Gawd, I really need to moan. I feel like |'m on the brink of a nervous breakdown. We bought a second-hand computer from sme guy on ebay and then picked it up in London. It was supposed to have the receipts for the components with it, which was important since it didn't have a warranty. When we got it home we realised that some receipts weren't there and some of them seemed wrong so R phoned him up. To cut a long story short, we reached a point last night when we thought that everything was ok and that the computer was probably kosher. Then we got a shitty email from this bloke which basically amounted to a mild threat along the lines of "if you don't give me good feedback on ebay I wont help you out if the computer develops problems." We decided to leave it until the moring, when he phoned at 8.30. I spoke to him, decided to ignore the mild threat and he seemed pleasant enough. Once again he asked for feedback, but we thought we'd leave it until we'd got the computer up and running and we're sure that it worked. Then we got an even shitter email demanding feedback and accusng us of racisim! I replied to this, politely affirming that this was not the case and asking him to put himself in out shoes, we had good grounds to be worried and it was nothing personal. Then this evening there was another whole string of short, unpleasant emails from him. I'm baffled as to why this guy is neurotically keen on feedback. The stupid thing is, we were all ready to give him the good feedbck, befor he started bombarding us with offensive emails! I don't think he's going to get it now... We're starting to wonder whether this guy is alright in the head.

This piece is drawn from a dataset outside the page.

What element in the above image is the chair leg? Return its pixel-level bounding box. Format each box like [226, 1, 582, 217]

On top of this, I noticed today that my new keyboard has a whole load of horrible scratches on it. I don't understand how this has happened since I haven't had it long and hardly played it. What's more, the scratches go right up to the top of the keys, which wouldn't happen in normal playing. Its like a child has scraped them with a coin.
And I have lost the sodding car key. I have no idea where its gone. Luckily we have one more but if I lose that we're up shit creek without a paddle.
Finally, I feel like a pathetic hamster on a wheel that spends its life running and going nowhere. I do know that I am going somehwere but right now it feels like this Phd work takes forever and never gets done. I still havn't finished the AHRC application or managed to start my essay. Aargh!